3  HPC Introduction

Note

These materials have accompanying slides: Introduction to HPC slides

Learning Objectives
  • Describe how a typical HPC is organised: nodes, job scheduler and filesystem.
  • Distinguish the roles of a login node and a compute node.
  • Describe the role of a job scheduler.
  • Understand the difference between “scratch” and “home” storage.
  • Understand how files and folders are organised on the Sanger farm servers.

3.1 What is a HPC and what are its uses?

HPC stands for high-performance computing and usually refers to several computers connected together in a network (forming a HPC cluster). Each of these computers is referred to as a node in the network.

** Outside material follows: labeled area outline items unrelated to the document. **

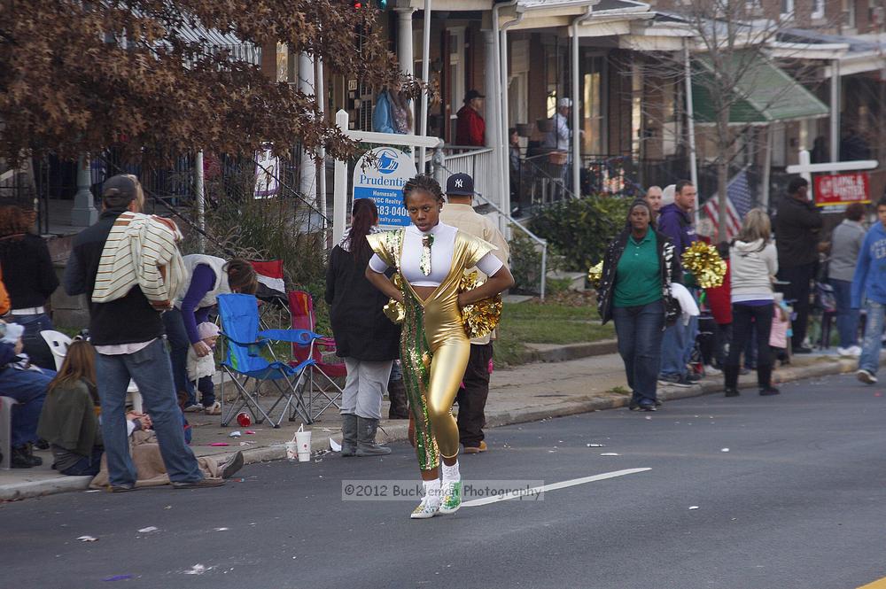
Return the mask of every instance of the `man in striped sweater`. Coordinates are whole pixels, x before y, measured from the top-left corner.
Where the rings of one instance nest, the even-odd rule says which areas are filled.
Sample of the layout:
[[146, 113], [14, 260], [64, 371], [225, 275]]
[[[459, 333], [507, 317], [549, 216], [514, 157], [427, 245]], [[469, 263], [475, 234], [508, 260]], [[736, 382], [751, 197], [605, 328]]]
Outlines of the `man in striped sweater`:
[[[132, 221], [128, 217], [140, 213], [144, 201], [142, 187], [136, 176], [120, 174], [109, 178], [104, 184], [101, 217], [98, 222], [74, 238], [65, 269], [67, 294], [85, 294], [89, 301], [89, 334], [98, 353], [96, 377], [102, 405], [102, 437], [107, 455], [110, 490], [122, 492], [136, 488], [136, 472], [129, 455], [125, 415], [126, 391], [130, 378], [138, 386], [144, 406], [151, 413], [163, 462], [173, 486], [183, 489], [218, 486], [224, 481], [204, 478], [194, 453], [184, 442], [181, 411], [160, 318], [163, 306], [158, 304], [158, 299], [164, 296], [161, 288], [164, 281], [156, 276], [168, 275], [169, 267], [151, 268], [150, 273], [142, 272], [139, 277], [136, 267], [145, 259], [146, 250], [151, 249], [144, 241], [146, 234], [141, 231], [127, 234], [126, 239], [135, 240], [128, 248], [120, 250], [119, 240], [112, 240], [112, 247], [106, 247], [115, 227], [118, 231], [121, 227], [126, 229], [124, 223], [128, 226]], [[120, 220], [124, 214], [127, 217]], [[136, 252], [137, 262], [127, 260], [127, 251]], [[120, 272], [117, 277], [120, 280], [115, 283], [116, 286], [101, 288], [97, 284], [99, 267], [103, 264], [105, 267], [113, 267], [113, 260], [118, 257], [121, 261], [118, 267], [131, 261], [132, 273]], [[144, 285], [146, 274], [154, 276], [152, 285]], [[143, 289], [151, 292], [152, 300], [145, 296]], [[103, 293], [98, 301], [93, 296], [97, 291]]]

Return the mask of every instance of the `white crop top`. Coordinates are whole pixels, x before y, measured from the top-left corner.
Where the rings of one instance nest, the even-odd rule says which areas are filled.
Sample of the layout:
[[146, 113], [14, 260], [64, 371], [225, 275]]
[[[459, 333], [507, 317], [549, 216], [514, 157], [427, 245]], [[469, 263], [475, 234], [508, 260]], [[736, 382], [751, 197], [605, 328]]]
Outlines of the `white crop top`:
[[[419, 267], [422, 260], [422, 236], [423, 234], [415, 225], [406, 228], [403, 237], [403, 259], [400, 260], [400, 270], [403, 277], [413, 286], [439, 286], [449, 275], [452, 266], [452, 256], [455, 252], [455, 234], [458, 232], [455, 227], [438, 223], [426, 234], [434, 236], [434, 243], [431, 246], [431, 275], [425, 276]], [[477, 267], [483, 274], [491, 276], [503, 266], [501, 260], [490, 252], [483, 256]], [[374, 254], [369, 260], [369, 267], [374, 272], [384, 274], [388, 266]]]

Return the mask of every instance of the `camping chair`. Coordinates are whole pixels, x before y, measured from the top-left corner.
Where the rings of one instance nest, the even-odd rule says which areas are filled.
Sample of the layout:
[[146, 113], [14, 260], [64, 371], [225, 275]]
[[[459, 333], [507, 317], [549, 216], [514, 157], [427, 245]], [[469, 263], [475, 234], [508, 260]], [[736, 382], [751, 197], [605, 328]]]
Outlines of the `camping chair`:
[[[237, 398], [225, 413], [224, 394], [222, 395], [222, 425], [226, 426], [240, 410], [246, 408], [253, 415], [256, 423], [268, 420], [275, 428], [279, 428], [287, 415], [289, 421], [295, 421], [298, 414], [306, 423], [312, 422], [310, 413], [306, 409], [301, 391], [304, 388], [306, 368], [313, 364], [307, 360], [293, 365], [282, 362], [276, 358], [268, 360], [260, 355], [267, 350], [274, 358], [271, 342], [284, 341], [293, 344], [293, 347], [309, 347], [320, 336], [305, 329], [268, 329], [259, 330], [258, 300], [252, 295], [219, 295], [219, 318], [222, 320], [222, 337], [225, 341], [225, 359], [222, 369], [234, 383]], [[259, 391], [264, 383], [272, 383], [280, 396], [267, 411], [261, 407]], [[283, 409], [276, 422], [271, 414], [283, 403]]]
[[[292, 328], [307, 329], [314, 332], [316, 325], [316, 316], [314, 314], [314, 299], [304, 291], [292, 291], [289, 293], [289, 312], [292, 315]], [[309, 349], [292, 346], [292, 357], [298, 362], [312, 360], [310, 367], [310, 388], [307, 393], [307, 406], [310, 409], [317, 408], [312, 413], [313, 418], [319, 417], [323, 411], [335, 407], [341, 408], [340, 401], [342, 389], [333, 380], [347, 376], [344, 362], [326, 362], [323, 355], [335, 352], [335, 340], [331, 337], [319, 337], [317, 341], [311, 342]], [[320, 378], [315, 378], [315, 376]], [[317, 386], [318, 381], [325, 386]]]
[[[61, 365], [67, 355], [67, 346], [74, 341], [61, 331], [45, 329], [40, 332], [40, 337], [43, 338], [46, 345], [50, 346], [52, 353], [52, 360], [56, 363], [56, 371], [61, 370]], [[129, 386], [126, 390], [126, 401], [132, 405], [133, 411], [142, 413], [142, 393], [138, 391], [135, 381], [129, 381]]]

The main usage of HPC clusters is to run resource-intensive and/or parallel tasks. For example: running thousands of simulations, each one taking several hours; assembling a genome from sequencing data, which requires computations on large volumes of data in memory. These tasks would be extremely challenging to complete on a regular computer. However, they are just the kind of task that a HPC would excel at.

Terminology Alert!

The terms HPC, cluster, and farm are often used interchangeably to mean the same thing.

When working on a HPC it is important to understand what kinds of resources are available to us. These are the main resources we need to consider:

  • CPU (central processing units) is the “brain” of the computer, performing a wide range of operations and calculations. CPUs can have several “cores”, which means they can run tasks in parallel, increasing the throughput of calculations per second. A typical personal computer may have a CPU with 4-8 cores. A single compute node on the HPC may have 32-48 cores (and often these are faster than the CPU on our computers).
  • RAM (random access memory) is a quick access storage where data is temporarily held while being processed by the CPU. A typical personal computer may have 8-32Gb of RAM. A single compute nodes on a HPC may often have >100Gb RAM.
  • GPUs (graphical processing units) are similar to CPUs, but are more specialised in the type of operations they can do. While less flexible than CPUs, each GPU can do thousands of calculations in parallel. This makes them extremely well suited for graphical tasks, but also more generally for matrix computations and so are often used in machine learning applications.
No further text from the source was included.